Photo: Postimees/Scanpix
6/30/2015 2:02 PM
Category: Society

An analysis conducted by the Ministry of Justice found that current laws and practices have failed to impact drunk driving and new methods of punishment are needed.

The analysis found that those who repeatedly drink and drive are not deterred by current punishment practices. Current laws are geared towards a quick punishment, but the study suggests more focus should be put on offenders, their alcohol addiction, knowledge, attitude and experience.

A need for a nation-wide system for alcoholism treatment was highlighted. Such a system would be tied to the penal system. It would focus on individual offenders, assessing their risks and needs.

The analysis also weighed in on a law change in 2009, which changed the way the severity of a drunk driver is measured from the number of previous DUI (driving under the influence) convictions to the level of alcohol in the blood, meaning that from 2009, those who had drunk more began to receive more severe punishments, while previously those who were caught repeatedly for drinking and driving received harder punishments. The analysis found that largely, the 2009 changes have been successful.

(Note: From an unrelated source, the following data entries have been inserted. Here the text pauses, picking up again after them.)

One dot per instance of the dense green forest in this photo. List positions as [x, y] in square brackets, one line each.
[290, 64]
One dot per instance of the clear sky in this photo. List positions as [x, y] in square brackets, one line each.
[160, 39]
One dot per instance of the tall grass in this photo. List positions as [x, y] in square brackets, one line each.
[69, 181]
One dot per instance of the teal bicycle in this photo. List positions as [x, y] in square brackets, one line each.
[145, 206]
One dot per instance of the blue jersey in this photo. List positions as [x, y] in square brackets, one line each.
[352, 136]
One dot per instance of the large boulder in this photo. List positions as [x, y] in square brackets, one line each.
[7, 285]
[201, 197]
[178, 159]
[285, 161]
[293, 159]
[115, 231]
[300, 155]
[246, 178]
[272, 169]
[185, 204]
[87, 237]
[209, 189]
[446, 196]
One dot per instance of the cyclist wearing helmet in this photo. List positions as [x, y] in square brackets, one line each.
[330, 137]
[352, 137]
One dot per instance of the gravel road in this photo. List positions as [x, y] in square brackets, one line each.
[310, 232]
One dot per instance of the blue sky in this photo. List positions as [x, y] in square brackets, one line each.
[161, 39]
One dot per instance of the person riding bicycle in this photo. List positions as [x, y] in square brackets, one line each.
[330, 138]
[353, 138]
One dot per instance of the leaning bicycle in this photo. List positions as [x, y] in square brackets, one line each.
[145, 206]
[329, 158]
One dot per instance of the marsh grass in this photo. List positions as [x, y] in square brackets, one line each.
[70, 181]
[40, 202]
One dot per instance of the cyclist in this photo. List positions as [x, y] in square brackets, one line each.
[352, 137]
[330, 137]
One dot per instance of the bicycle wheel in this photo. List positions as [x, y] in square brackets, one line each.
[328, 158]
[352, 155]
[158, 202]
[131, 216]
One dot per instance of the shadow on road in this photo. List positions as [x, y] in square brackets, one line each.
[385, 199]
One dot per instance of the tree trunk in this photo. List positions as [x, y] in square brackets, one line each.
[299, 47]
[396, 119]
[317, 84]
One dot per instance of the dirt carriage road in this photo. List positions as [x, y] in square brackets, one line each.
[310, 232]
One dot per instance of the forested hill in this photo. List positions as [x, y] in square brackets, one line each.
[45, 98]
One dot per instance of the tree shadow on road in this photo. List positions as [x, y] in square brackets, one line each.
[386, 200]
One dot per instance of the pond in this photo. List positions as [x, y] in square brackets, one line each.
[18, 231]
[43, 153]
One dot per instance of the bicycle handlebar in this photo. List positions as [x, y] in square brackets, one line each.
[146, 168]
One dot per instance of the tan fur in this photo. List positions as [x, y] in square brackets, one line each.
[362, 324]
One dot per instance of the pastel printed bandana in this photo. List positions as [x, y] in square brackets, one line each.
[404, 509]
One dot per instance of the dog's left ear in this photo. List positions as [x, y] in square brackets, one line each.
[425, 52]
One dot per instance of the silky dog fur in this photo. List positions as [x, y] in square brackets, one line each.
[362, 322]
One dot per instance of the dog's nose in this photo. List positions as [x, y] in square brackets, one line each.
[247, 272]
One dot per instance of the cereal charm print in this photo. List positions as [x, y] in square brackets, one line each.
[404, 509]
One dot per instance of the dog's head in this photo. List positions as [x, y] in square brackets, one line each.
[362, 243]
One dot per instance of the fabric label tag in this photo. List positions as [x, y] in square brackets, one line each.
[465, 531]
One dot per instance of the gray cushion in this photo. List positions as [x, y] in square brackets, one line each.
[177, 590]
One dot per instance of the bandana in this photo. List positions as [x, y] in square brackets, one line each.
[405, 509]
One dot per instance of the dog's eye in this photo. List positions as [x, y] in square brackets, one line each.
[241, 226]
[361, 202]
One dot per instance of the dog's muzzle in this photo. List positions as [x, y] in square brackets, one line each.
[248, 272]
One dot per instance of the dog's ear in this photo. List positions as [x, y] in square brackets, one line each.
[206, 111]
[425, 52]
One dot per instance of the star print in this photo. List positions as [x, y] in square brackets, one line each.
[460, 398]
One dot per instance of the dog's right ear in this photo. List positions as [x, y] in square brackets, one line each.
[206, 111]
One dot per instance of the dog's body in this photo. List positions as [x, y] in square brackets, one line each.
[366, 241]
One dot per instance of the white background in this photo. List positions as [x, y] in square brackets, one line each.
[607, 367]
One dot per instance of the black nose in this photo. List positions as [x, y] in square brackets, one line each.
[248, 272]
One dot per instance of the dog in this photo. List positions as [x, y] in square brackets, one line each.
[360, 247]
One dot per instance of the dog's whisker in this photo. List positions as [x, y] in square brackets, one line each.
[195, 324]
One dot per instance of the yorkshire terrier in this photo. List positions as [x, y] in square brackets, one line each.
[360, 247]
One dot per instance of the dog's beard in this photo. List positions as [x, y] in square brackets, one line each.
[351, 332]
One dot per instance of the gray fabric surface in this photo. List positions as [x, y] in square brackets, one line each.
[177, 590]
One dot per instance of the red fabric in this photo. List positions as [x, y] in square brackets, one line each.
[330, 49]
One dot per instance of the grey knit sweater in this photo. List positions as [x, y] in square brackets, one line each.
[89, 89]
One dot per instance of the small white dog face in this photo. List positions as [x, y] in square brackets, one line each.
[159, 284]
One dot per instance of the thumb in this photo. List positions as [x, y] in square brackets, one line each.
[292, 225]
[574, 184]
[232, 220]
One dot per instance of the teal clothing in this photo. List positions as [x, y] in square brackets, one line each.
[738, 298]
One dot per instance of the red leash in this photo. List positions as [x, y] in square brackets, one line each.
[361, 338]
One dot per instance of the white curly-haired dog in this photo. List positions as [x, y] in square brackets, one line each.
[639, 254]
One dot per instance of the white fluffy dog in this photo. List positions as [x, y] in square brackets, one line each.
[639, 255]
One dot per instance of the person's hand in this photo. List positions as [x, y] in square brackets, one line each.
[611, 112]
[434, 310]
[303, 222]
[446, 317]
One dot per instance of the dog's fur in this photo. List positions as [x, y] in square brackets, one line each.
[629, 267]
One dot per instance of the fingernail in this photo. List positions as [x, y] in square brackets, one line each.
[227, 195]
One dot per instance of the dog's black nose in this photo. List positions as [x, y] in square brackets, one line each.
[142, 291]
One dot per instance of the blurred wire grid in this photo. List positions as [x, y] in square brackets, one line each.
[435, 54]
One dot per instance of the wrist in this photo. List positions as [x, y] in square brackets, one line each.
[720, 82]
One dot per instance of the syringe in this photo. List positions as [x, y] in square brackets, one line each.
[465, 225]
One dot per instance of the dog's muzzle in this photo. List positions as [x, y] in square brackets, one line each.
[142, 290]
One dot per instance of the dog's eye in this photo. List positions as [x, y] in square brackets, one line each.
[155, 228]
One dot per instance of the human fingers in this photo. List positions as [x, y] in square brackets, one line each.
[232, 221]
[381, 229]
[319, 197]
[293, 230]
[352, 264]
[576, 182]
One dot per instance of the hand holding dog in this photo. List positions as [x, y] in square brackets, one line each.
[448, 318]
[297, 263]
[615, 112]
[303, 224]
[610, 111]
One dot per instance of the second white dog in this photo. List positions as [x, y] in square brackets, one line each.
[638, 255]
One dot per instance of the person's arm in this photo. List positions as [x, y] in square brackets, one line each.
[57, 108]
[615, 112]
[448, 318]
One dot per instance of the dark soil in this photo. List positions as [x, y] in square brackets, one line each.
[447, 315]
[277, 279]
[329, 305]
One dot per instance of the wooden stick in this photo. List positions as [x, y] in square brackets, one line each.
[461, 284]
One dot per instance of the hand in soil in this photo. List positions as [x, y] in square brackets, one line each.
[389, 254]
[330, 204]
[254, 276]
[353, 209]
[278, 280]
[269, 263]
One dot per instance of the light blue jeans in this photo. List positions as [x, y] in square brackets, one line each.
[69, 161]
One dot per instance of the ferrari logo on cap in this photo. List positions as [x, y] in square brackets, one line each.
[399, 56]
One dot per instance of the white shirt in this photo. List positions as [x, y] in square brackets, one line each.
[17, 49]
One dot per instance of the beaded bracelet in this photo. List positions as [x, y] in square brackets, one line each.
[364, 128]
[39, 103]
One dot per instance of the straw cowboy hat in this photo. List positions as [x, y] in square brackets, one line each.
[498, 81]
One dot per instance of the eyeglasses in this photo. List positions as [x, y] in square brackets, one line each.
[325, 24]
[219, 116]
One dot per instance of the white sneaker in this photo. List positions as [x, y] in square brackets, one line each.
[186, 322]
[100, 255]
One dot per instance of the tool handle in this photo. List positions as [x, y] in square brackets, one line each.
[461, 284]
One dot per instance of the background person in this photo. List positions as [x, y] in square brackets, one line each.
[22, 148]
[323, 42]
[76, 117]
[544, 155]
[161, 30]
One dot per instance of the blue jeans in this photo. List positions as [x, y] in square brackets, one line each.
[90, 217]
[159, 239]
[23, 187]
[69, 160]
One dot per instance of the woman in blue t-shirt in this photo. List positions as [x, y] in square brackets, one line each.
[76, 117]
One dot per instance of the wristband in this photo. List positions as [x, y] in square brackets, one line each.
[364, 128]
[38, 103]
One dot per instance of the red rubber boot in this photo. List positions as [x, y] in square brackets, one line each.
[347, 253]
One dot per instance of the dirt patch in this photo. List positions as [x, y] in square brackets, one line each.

Estonia saw a number of serious road accidents committed by drunk drivers a month ago. Politicians and officials began tackling the problem and besides the analysis, a bill has also been drafted which would send drunk drivers for psychological evaluation.

“This is not a magic cure, but various European states have found that the number of repeat traffic violations is 2-3-fold lower in nations where re-education for violators is done, compared to nations where there are no such programs,” Economy Minister Kristen Michal said at the beginning of June, when the bill was published.

According to police statistics, there are 4,000-6,000 drunk drivers on the streets of Estonia every day. Police have caught 3,000 drivers who are under the influence of alcohol or drugs in the first five months of the current year.